その理由がまた振るっていて、何と「彼女がオバサン臭いから」などというしょうもないシロモノでしかないんですよね。
物語のラストで死刑判決を受けた際も、「どうせ死刑になるのならば、もっと殺しておけば良かった」などとほざく始末ですし、清丸国秀の「人間のクズ」っぷりはなかなかに堂に入ったものがありましたね。
確かに、作中のごとき死にもの狂いな警護をしてまで守る価値が清丸国秀にはあるのか、という問いには大きな重みがあります。
その問いに何の疑問も抱くことなく正面切って「YES」と答えられる人間は、相当に人間が出来ているのでなければ、よほどのバカか詐欺師の類くらいなものでしょうし。

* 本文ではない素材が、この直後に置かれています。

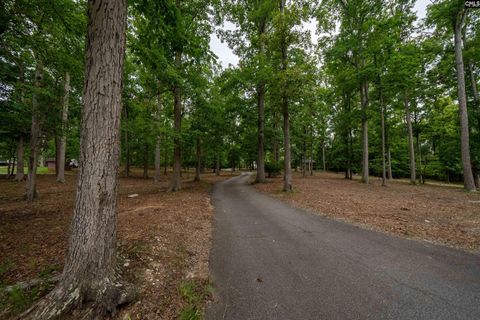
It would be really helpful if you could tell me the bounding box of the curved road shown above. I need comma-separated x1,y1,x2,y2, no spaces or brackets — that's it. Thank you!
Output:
205,174,480,320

しかし、国家的な公務に従事する人間は、それでも建前上は「YES」と答えなければならない。
そこが、今作が問う命題の重さと社会的矛盾でもあるのですが。

映画「藁の楯/わらのたて」はその構成上、先の展開もなかなか読めず、最初から最後まで緊迫した状況が続きます。
アクションシーンもあり人間ドラマもあり、万人にオススメできる作品です。